Enkel onze strijd biedt een toekomstperspectief voor de Palestijnen
De horror in Gaza houdt aan. Er vielen al tienduizenden doden, de hongersnood is alomtegenwoordig en het Israëlische regime richt een complete verwoesting aan. Netanyahu beweert dat de overwinning ‘binnen handbereik’ ligt. Maar wat is die overwinning? Een hel op aarde die geen vrede en welvaart zal voortbrengen, maar enkel nog meer ellende. Als er al iets uit de bus komt van de vredesonderhandelingen, zal het doen denken aan deze omschrijving door de Romeinse historicus Tacitus: “Roven, moorden en plunderen noemen ze met valse namen een rijk, en, waar ze een woestenij maken, noemen ze het vrede.”
door Geert Cool uit maandblad De Linkse Socialist
De aanhoudende horror is ondraaglijk voor de Palestijnse bevolking.
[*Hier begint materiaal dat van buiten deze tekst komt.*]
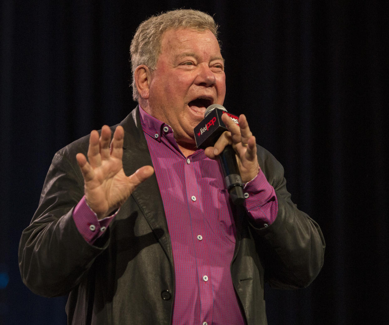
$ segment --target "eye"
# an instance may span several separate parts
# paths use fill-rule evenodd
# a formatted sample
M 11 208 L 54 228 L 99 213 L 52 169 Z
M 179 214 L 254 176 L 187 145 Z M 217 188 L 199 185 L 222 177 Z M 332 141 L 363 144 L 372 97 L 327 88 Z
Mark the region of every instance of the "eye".
M 224 70 L 224 67 L 223 66 L 223 64 L 217 63 L 217 64 L 214 64 L 211 67 L 211 69 L 216 71 L 223 71 Z

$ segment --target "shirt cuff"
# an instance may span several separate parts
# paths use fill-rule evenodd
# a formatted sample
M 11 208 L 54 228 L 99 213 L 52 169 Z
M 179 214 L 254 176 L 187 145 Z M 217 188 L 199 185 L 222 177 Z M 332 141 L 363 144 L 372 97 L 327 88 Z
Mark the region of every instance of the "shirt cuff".
M 275 220 L 278 202 L 275 191 L 260 169 L 257 176 L 244 188 L 245 205 L 253 225 L 267 227 Z
M 84 196 L 73 210 L 73 217 L 76 227 L 85 240 L 93 245 L 98 238 L 102 236 L 114 218 L 119 212 L 101 220 L 86 203 Z

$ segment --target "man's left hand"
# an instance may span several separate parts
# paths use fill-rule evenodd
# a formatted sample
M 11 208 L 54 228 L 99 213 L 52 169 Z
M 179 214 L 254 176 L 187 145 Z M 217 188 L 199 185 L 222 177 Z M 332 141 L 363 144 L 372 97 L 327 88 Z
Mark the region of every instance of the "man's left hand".
M 247 119 L 243 114 L 239 116 L 239 125 L 227 114 L 223 114 L 221 119 L 228 130 L 223 132 L 215 145 L 208 147 L 204 152 L 209 158 L 214 159 L 226 146 L 232 146 L 242 181 L 247 183 L 255 177 L 259 171 L 255 137 L 250 130 Z

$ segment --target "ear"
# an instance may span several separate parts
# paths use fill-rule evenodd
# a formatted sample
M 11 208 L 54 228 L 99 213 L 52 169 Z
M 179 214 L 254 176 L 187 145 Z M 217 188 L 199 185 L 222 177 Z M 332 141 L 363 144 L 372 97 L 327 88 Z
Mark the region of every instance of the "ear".
M 149 98 L 149 85 L 151 72 L 149 67 L 144 64 L 137 67 L 134 73 L 134 79 L 139 96 L 144 99 Z

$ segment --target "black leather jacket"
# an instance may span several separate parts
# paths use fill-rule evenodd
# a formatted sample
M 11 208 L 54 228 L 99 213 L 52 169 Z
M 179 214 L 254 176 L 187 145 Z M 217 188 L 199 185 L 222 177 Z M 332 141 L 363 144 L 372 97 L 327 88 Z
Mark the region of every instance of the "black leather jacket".
M 152 165 L 138 108 L 120 125 L 125 132 L 126 174 Z M 53 159 L 39 207 L 20 241 L 23 281 L 39 295 L 68 294 L 68 324 L 168 325 L 174 268 L 155 175 L 139 185 L 104 235 L 89 245 L 72 215 L 84 195 L 75 155 L 86 155 L 88 139 L 75 141 Z M 279 211 L 273 223 L 259 229 L 249 224 L 244 208 L 235 212 L 237 238 L 231 271 L 249 325 L 267 323 L 265 282 L 285 289 L 308 285 L 322 266 L 325 246 L 318 225 L 291 200 L 282 166 L 265 149 L 258 149 L 261 168 L 275 190 Z

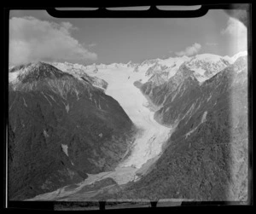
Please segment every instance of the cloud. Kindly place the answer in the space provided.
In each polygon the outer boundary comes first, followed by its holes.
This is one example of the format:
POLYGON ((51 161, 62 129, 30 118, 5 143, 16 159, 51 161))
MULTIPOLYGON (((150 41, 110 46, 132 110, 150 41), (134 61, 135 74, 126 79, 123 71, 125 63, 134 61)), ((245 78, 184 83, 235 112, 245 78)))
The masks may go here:
POLYGON ((58 24, 31 16, 13 17, 9 20, 9 62, 18 65, 44 60, 96 60, 96 54, 72 37, 74 30, 78 28, 70 22, 58 24))
POLYGON ((185 50, 182 50, 179 52, 175 52, 177 55, 193 55, 201 49, 201 45, 200 43, 194 43, 192 46, 189 46, 185 49, 185 50))
POLYGON ((96 46, 97 44, 96 43, 90 43, 89 45, 88 45, 88 47, 89 48, 92 48, 92 47, 95 47, 95 46, 96 46))
POLYGON ((218 43, 206 43, 206 45, 207 45, 207 46, 217 46, 218 43))
POLYGON ((238 20, 230 17, 227 26, 221 31, 222 35, 229 36, 237 51, 247 49, 247 29, 244 24, 238 20))

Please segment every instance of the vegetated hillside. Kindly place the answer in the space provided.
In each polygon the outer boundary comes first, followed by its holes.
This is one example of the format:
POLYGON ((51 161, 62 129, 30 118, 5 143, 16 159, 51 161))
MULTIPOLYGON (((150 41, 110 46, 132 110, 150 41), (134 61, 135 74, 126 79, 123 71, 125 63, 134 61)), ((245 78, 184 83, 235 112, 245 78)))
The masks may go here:
POLYGON ((113 169, 132 138, 133 124, 114 99, 46 63, 9 71, 9 101, 10 200, 113 169))
POLYGON ((247 200, 247 57, 187 91, 156 113, 160 121, 178 121, 154 168, 102 199, 247 200), (177 109, 187 112, 179 117, 177 109))

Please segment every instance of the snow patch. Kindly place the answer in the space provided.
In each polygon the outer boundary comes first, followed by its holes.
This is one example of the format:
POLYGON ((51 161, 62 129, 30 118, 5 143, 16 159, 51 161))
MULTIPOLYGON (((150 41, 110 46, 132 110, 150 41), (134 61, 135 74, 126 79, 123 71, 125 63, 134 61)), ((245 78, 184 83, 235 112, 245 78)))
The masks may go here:
POLYGON ((62 147, 62 151, 66 153, 66 155, 68 157, 68 153, 67 153, 67 145, 65 144, 61 144, 61 147, 62 147))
De woede hierover is wereldwijd aanwezig en vormt de aanleiding voor een grote internationale protestbeweging. De acties zijn nog niet zo groot als de anti-oorlogsprotesten vlak voor de Amerikaanse invasie in Irak in 2003. Mogelijk is er hier en daar ontmoediging omdat het bloedbad gewoon doorgaat. We mogen echter de impact van de publieke opinie niet onderschatten. Daar zit het potentieel om ons verzet verder op te bouwen met methoden en een programma om het bloedbad te stoppen.
Internationale druk
De internationale druk van de publieke opinie zet Netanyahu onder druk en zorgt ervoor dat de Amerikaanse president Joe Biden voorzichtige kritiek en waarschuwingen uit. Hij zei dat toekomstige Amerikaanse hulp afhankelijk is van de bescherming van burgers en hulpverleners in Gaza. Hij eiste bovendien onderhandelingen voor een onmiddellijk staakt-het-vuren. De wapenleveringen en ook andere vormen van militaire samenwerking gaan echter door. Na de aanval door Iran op 13 april verklaarde Biden dat de Amerikaanse steun voor Israël “ijzersterk” is.
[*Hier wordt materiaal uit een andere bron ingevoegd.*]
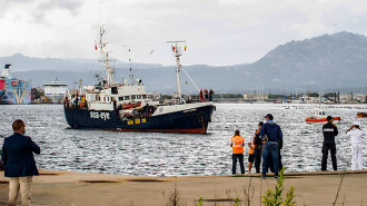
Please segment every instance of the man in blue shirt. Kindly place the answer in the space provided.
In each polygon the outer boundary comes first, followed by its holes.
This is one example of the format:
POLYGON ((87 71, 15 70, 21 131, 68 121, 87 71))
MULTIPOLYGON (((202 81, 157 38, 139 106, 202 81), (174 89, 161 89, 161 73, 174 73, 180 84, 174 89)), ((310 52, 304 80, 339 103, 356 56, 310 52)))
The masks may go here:
POLYGON ((271 114, 265 116, 266 122, 260 129, 260 136, 264 143, 262 151, 262 178, 266 177, 266 171, 268 168, 268 156, 271 156, 274 164, 275 178, 279 177, 279 160, 278 160, 278 149, 279 143, 282 140, 282 134, 280 127, 272 121, 274 117, 271 114))

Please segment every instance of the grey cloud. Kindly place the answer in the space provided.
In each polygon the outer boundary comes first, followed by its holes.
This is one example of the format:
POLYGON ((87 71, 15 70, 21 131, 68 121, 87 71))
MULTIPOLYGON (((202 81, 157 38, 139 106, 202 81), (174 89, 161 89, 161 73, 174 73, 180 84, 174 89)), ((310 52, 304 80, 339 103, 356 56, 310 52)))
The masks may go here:
POLYGON ((49 0, 47 2, 39 4, 40 11, 49 11, 52 9, 66 9, 69 10, 72 14, 77 14, 78 9, 82 6, 81 0, 49 0))

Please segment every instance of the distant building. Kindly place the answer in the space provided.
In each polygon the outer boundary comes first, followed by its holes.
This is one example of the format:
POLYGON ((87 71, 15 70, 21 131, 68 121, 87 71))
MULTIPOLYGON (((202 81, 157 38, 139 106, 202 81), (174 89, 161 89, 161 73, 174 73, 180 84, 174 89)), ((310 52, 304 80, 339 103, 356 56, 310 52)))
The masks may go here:
POLYGON ((244 99, 247 100, 268 100, 269 94, 245 94, 244 99))

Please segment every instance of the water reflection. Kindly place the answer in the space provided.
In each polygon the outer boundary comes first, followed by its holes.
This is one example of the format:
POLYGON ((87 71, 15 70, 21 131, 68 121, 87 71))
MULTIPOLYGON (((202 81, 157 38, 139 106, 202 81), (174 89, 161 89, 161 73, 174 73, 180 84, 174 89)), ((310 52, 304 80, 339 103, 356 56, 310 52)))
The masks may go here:
MULTIPOLYGON (((229 141, 234 130, 239 129, 248 139, 258 121, 271 112, 284 131, 282 159, 288 171, 320 170, 323 124, 305 122, 305 118, 311 115, 307 105, 219 104, 208 135, 75 130, 67 129, 60 105, 0 108, 1 144, 3 137, 12 134, 12 121, 23 119, 27 135, 42 149, 41 155, 36 156, 40 169, 148 176, 228 175, 231 173, 229 141)), ((327 108, 330 114, 341 117, 337 125, 340 169, 350 168, 349 139, 345 130, 355 120, 356 112, 366 108, 366 105, 327 108)), ((366 128, 367 119, 359 121, 366 128)), ((245 153, 247 156, 248 149, 245 153)), ((365 149, 365 159, 366 156, 365 149)), ((328 168, 331 169, 330 159, 328 168)))

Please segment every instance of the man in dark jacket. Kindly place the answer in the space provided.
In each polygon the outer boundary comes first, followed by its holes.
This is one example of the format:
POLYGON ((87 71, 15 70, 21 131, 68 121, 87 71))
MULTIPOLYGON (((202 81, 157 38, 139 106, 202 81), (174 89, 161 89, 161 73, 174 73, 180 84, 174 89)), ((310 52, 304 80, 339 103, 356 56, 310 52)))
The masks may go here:
POLYGON ((4 176, 9 177, 9 206, 14 206, 20 190, 22 206, 30 205, 32 177, 38 175, 34 154, 40 147, 24 136, 26 124, 18 119, 12 124, 14 134, 7 137, 2 145, 2 160, 6 165, 4 176))
POLYGON ((262 151, 262 178, 266 177, 266 171, 268 168, 268 156, 271 156, 274 163, 274 171, 275 178, 279 177, 279 160, 278 160, 278 153, 279 153, 279 143, 282 143, 282 133, 280 127, 272 121, 274 117, 271 114, 265 116, 267 120, 261 129, 260 136, 264 140, 264 151, 262 151))
POLYGON ((326 170, 327 165, 327 155, 330 150, 331 154, 331 161, 334 170, 337 170, 337 161, 336 161, 336 146, 335 146, 335 136, 338 135, 338 128, 333 124, 333 117, 328 116, 326 118, 328 121, 323 126, 323 134, 324 134, 324 144, 323 144, 323 160, 321 160, 321 170, 326 170))
POLYGON ((261 164, 261 137, 260 137, 260 129, 262 127, 264 122, 260 121, 258 127, 259 129, 255 131, 255 168, 256 168, 256 173, 260 173, 260 164, 261 164))

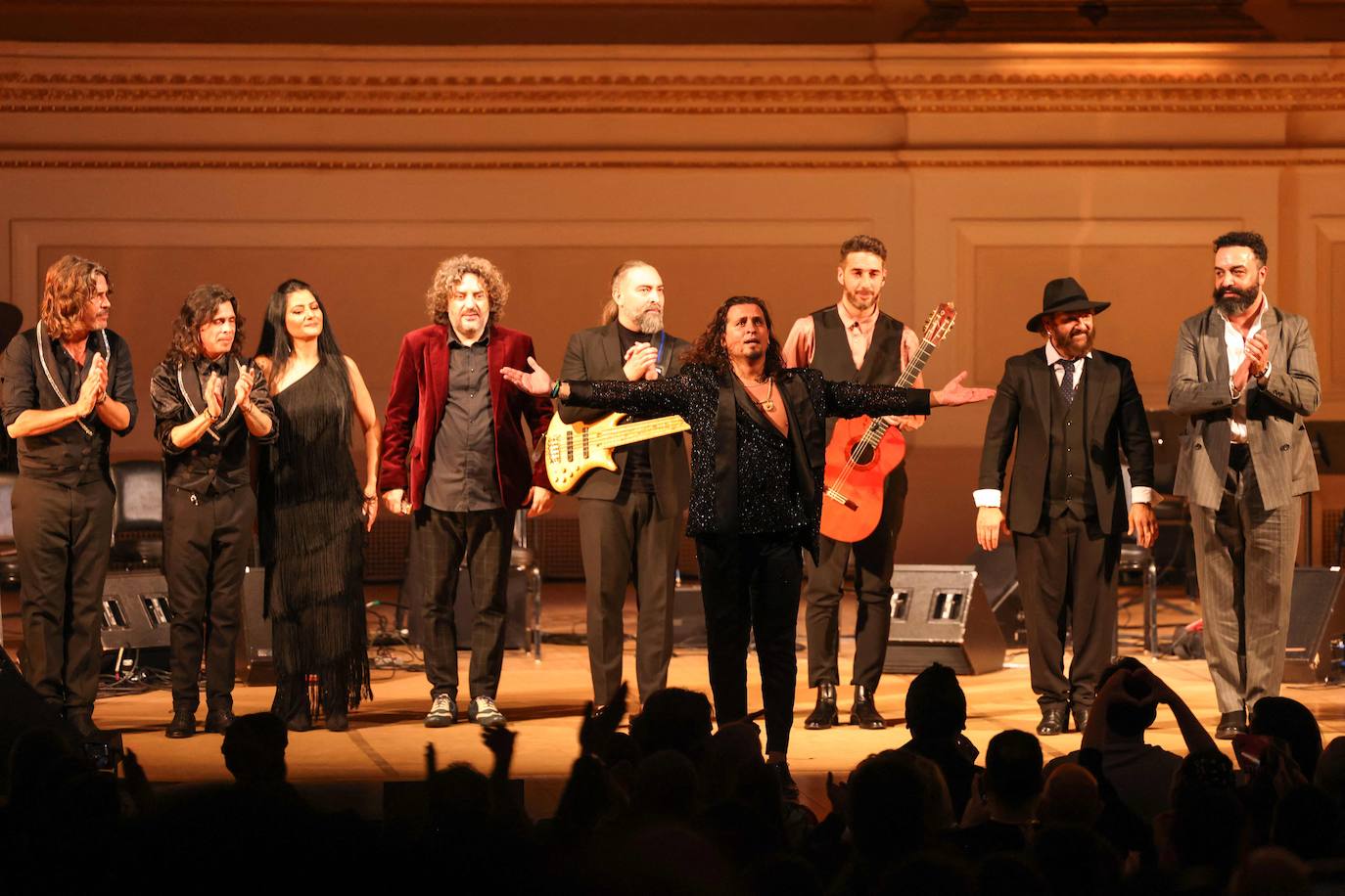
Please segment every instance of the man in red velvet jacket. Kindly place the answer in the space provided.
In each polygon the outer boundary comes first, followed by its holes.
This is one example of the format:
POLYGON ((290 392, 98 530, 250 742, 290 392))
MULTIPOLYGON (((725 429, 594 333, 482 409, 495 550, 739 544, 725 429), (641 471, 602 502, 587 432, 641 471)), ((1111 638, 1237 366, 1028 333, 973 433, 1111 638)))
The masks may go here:
POLYGON ((506 383, 502 367, 526 367, 533 339, 494 321, 508 285, 484 258, 457 255, 425 294, 433 324, 402 337, 383 424, 378 489, 393 513, 413 514, 425 582, 425 674, 433 705, 425 725, 457 721, 453 600, 467 559, 476 621, 467 719, 502 725, 495 707, 504 660, 504 587, 514 512, 551 506, 541 453, 533 462, 523 420, 538 445, 551 404, 506 383), (414 434, 413 434, 414 427, 414 434))

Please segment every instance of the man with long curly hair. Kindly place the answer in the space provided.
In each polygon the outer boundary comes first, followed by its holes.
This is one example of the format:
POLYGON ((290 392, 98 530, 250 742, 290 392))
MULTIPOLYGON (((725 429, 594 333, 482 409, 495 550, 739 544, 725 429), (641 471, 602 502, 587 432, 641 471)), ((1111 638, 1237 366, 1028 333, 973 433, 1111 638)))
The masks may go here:
POLYGON ((155 368, 149 398, 164 451, 164 575, 168 579, 169 737, 196 733, 198 678, 206 657, 206 731, 234 720, 234 646, 257 498, 247 442, 274 442, 276 410, 242 357, 238 300, 218 283, 187 294, 172 347, 155 368))
POLYGON ((47 269, 42 317, 5 349, 0 403, 19 442, 13 540, 24 677, 83 736, 98 733, 98 623, 112 541, 112 435, 136 423, 130 349, 108 329, 112 277, 87 258, 47 269))
POLYGON ((533 395, 628 414, 681 414, 691 426, 691 502, 705 603, 710 690, 720 725, 748 715, 748 643, 755 637, 765 707, 767 762, 798 797, 785 755, 794 724, 803 551, 816 562, 826 419, 928 414, 931 406, 985 402, 962 384, 935 392, 823 379, 785 368, 765 302, 733 296, 689 352, 678 376, 551 383, 537 361, 504 379, 533 395))
POLYGON ((541 443, 551 406, 500 376, 500 368, 521 367, 533 355, 533 339, 498 324, 508 283, 491 262, 471 255, 444 261, 425 300, 433 322, 402 337, 393 371, 378 489, 391 513, 414 517, 432 697, 425 725, 457 721, 453 603, 464 557, 476 610, 467 719, 502 725, 495 699, 514 513, 526 506, 529 516, 539 516, 551 506, 542 455, 530 459, 523 424, 533 443, 541 443))

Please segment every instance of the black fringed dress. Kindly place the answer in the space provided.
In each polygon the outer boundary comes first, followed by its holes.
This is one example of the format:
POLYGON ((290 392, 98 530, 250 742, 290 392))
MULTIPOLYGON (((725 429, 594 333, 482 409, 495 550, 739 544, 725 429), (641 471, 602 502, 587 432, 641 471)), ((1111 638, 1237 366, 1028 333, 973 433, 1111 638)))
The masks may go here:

De aanval waarbij zeven hulpverleners van World Central Kitchen om het leven kwamen was een doelbewuste aanslag op humanitaire hulp. World Central Kitchen was de eerste organisatie die hulp langs zee naar Gaza bracht en sinds 7 oktober leverde het 43 miljoen maaltijden in Gaza. Het werd door het Israëlische regime gezien als onderdeel van een alternatief voor de VN-organisatie UNRWA, die in de praktijk een aantal overheidstaken opnam en daarbij van internationale liefdadigheid afhankelijk was. Het droogleggen van UNRWA, op basis van betwiste beschuldigingen door het Israëlische regime, vergroot de humanitaire ramp. Het aanhoudende geweld, ook tegen hulpverleners, isoleert het Israëlische regime verder in de publieke opinie.
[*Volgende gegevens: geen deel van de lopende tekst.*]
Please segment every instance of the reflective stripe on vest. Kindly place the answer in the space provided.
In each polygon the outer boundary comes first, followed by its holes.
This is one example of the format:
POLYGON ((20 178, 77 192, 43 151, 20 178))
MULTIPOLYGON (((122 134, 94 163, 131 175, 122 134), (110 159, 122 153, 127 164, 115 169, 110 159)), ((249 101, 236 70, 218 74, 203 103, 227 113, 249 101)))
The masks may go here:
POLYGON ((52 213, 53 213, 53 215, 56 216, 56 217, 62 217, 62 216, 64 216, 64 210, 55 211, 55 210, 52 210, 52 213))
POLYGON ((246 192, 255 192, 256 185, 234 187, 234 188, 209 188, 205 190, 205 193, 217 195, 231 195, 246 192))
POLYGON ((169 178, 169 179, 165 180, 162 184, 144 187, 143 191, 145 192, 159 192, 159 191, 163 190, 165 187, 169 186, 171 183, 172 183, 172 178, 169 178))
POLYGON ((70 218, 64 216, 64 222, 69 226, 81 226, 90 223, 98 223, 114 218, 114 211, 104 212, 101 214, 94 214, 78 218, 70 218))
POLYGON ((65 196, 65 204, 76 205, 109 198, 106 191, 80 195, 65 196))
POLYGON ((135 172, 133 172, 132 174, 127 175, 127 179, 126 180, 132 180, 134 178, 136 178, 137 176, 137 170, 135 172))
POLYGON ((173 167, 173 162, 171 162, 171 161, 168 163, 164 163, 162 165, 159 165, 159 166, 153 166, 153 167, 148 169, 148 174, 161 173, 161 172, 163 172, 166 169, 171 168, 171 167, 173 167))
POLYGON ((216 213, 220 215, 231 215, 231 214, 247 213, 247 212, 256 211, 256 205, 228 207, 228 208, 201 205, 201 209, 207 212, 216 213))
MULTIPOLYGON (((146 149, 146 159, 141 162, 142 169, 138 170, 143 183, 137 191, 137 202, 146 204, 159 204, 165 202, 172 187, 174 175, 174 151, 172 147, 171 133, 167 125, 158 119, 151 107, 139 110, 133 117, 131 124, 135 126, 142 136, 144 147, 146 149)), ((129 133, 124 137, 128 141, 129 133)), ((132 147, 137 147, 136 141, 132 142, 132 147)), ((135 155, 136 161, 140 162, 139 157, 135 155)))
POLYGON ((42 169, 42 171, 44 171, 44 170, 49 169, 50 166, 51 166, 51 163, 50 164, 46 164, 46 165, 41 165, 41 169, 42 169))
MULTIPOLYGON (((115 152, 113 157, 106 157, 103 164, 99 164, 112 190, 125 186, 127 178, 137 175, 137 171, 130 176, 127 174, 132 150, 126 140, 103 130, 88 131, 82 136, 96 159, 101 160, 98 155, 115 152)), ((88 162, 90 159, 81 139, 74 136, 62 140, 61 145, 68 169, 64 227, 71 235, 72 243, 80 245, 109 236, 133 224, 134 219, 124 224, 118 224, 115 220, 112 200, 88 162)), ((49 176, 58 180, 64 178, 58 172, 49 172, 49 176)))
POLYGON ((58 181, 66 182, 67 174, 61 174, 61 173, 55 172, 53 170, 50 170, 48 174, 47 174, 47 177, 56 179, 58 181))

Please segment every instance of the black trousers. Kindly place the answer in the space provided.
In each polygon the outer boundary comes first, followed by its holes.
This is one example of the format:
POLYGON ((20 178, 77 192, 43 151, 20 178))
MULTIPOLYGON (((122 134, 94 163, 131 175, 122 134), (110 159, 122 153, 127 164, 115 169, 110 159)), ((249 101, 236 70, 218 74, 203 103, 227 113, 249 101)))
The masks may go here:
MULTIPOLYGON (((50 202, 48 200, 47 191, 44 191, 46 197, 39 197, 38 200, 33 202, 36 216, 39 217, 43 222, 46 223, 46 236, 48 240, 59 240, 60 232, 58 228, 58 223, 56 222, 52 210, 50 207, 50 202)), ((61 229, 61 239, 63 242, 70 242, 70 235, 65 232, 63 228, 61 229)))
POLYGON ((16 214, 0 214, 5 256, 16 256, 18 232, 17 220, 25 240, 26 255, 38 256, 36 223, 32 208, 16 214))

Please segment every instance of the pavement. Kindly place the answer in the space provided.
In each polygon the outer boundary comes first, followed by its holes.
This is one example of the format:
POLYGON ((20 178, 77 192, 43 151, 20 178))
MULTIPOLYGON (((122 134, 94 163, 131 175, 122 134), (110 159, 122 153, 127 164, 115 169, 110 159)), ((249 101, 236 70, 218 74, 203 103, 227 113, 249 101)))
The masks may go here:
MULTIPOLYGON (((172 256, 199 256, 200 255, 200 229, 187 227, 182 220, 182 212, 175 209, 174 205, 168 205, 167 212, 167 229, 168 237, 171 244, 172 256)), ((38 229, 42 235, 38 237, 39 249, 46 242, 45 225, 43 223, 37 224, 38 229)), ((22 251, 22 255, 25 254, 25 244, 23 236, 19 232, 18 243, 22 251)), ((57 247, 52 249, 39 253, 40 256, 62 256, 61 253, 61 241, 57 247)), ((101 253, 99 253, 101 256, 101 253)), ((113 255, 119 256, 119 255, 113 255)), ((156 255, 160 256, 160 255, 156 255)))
In de Democratische voorverkiezingen in de VS was er sprake van een opstand van kiezers die “uncommitted” stemden uit protest tegen de medeplichtigheid van Biden aan het genocidale bloedbad in Gaza. In Minnesota ging het om 19% van de Democratische kiezers, in Michigan om 13% en meer dan 100.000 stemmen. Vooral jonge kiezers en mensen met een migratie-achtergrond protesteerden op deze manier. Samen met de dreiging van een regionale escalatie in een uitzichtloze ‘eeuwige oorlog’ zet dit druk op Biden. Vandaar de waarschuwingen aan Netanyahu en het gepraat over vredesonderhandelingen, zelfs indien het voor iedereen duidelijk is dat die vandaag geen kans op slagen hebben.
Netanyahu verklaarde dat zijn regering een datum heeft geprikt voor een grondinvasie in Rafah en dat de Amerikanen daar niet van op de hoogte zijn. Langs de andere kant moest hij na de aanslag op de hulpverleners van World Central Kitchen zijn eerste cynische reactie (‘dit gebeurt nu eenmaal in een oorlog’) bijsturen en werden uiteindelijk twee topmilitairen de laan uitgestuurd.
Regionale escalatie
Het Israëlische regime blijft vaag over hoe Gaza er zou uitzien na de ‘overwinning’. Welke kracht zou de taken van controle over het gebied overnemen na het verdwijnen van Hamas en de Israëlische bezettingstroepen? Arabische regimes staan hiervoor niet te springen. Samenwerking met Netanyahu zou hun autoriteit in eigen land ondermijnen. Bovendien zijn er de economische risico’s: elke investering in heropbouw dreigt binnen enkele jaren opnieuw platgebombardeerd te worden. Stappen in de richting van normalisatie van de relaties met regimes als die van Qatar en Saoedi-Arabië liggen vandaag moeilijk. Het doorgeven van informatie over de Iraanse drones en raketten werd gezien als een overwinning voor de VS en Israël. De VS verklaarden dat ze het niet eens waren met de beperkte Israëlische aanvallen op Iran in de nacht van 18 op 19 april.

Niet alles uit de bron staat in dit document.